The Wu laboratory of structural immunology focuses on elucidating the molecular mechanism of signal transduction by immune receptors, especially innate immune receptors. The lab began its studies on the signaling of a classical cytokine produced by the innate immune system, tumor necrosis factor (TNF), which induces diverse cellular responses such as NF-κB activation and cell death. Receptors for TNF belong to the large TNF receptor (TNFR) superfamily. The second pursuit of the lab has been the Toll-like receptor (TLR)/interleukin-1 receptor (IL-1R) superfamily, which induces signaling pathways overlapping with those of the TNFR superfamily. TLRs are transmembrane receptors that sense a discrete collection of molecules of microbial origin in the extracellular space and endosomes and members of IL-1R family are receptors for cytokines IL-1 and IL-18. TLRs and IL-1Rs share similar cytoplasmic domains. The lab recently expanded its research to a number of cytosolic pattern recognition receptors that provide intracellular surveillance of infections. Some of these intracellular sensors can induce pathways overlapping with those of TLRs such as activation of NF-κB and interferon regulatory factors. Others mediate the formation of inflammasomes that control activation of caspase-1, which in turn regulates maturation of the proinflammatory cytokines IL-1 and IL-18 and induces pyroptosis, a rapid inflammatory form of cell death.

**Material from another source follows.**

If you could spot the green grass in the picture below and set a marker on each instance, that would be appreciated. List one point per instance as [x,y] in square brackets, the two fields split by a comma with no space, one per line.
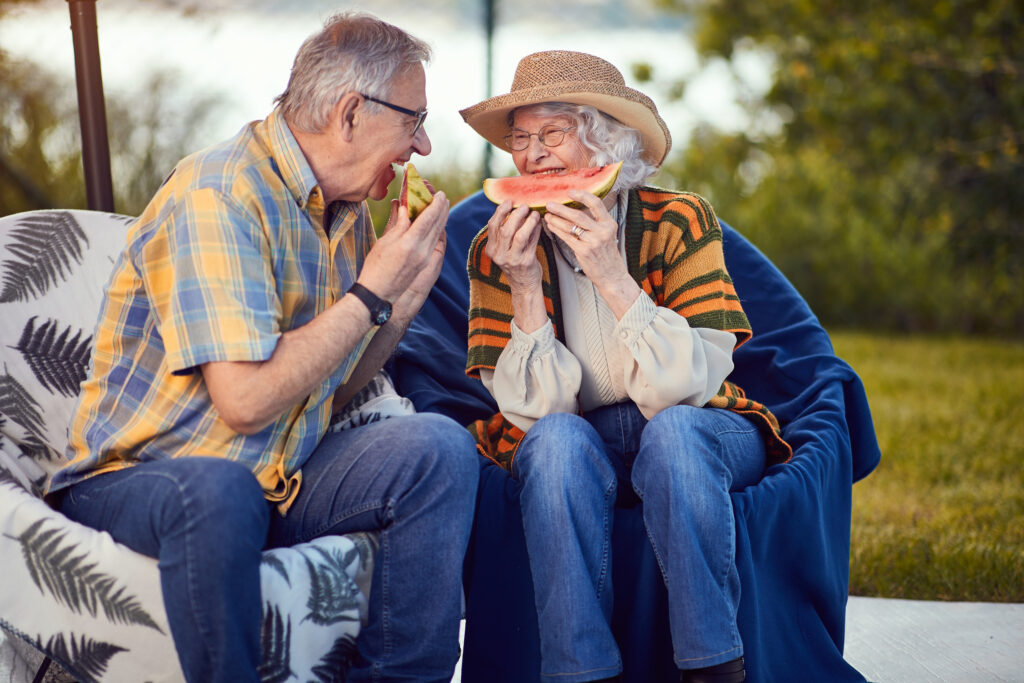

The overall objective of the Wu lab has been to determine how macromolecular interactions mediate the transmission of signals from receptors to effectors to direct innate immune responses using the core approaches of structural biology. These structural studies challenge the traditional view of signal transduction as a string of recruitment and allosteric events. As a recurrent theme, the lab’s research revealed that upon ligand stimulation, many innate immune receptors assemble large oligomeric intracellular signaling complexes, or “signalosomes,” to induce the activation of caspases, kinases and ubiquitin ligases, leading to cell death, cytokine maturation or expression of gene products for immune and inflammatory responses. The different scaffolds identified by these structural studies provide a molecular foundation for understanding the formation of microscopically visible signaling clusters in cells.
About Hao Wu
Dr. Wu received her pre-medical training at Peking University from 1982 to 1985 and studied Medicine at Peking Union Medical College from 1985 to 1988. She obtained her Ph.D. degree in Biochemistry from Purdue University in 1992, working in the laboratory of Professor Michael Rossmann. After performing postdoctoral training at Columbia University in the laboratory of Professor Wayne Hendrickson, she became an Assistant Professor at Weill Cornell Medical College in 1997 and was promoted to Professor in 2003. In 2012, Dr. Wu moved to Harvard Medical School as the Asa and Patricia Springer Professor of Pediatrics and of Biological Chemistry and Molecular Pharmacology, and as the Senior Investigator in the Program in Cellular and Molecular Medicine of Boston Children’s Hospital. Dr. Wu has received a number of honors, including the Howard Hughes Medical Institute pre-doctoral fellowship, the Aaron Diamond postdoctoral fellowship, the Pew Scholar award, the Rita Allen Scholar award, New York Mayor’s Award for Excellence in Science and Technology, the Margaret Dayhoff Memorial Award from the Biophysical Society, and Purdue University Distinguished Science Alumni Award. She serves on the Scientific Advisory Council of the Cancer Research Institute and the Editorial Board of Cancer Cell, and is an elected member of the US National Academy of Sciences.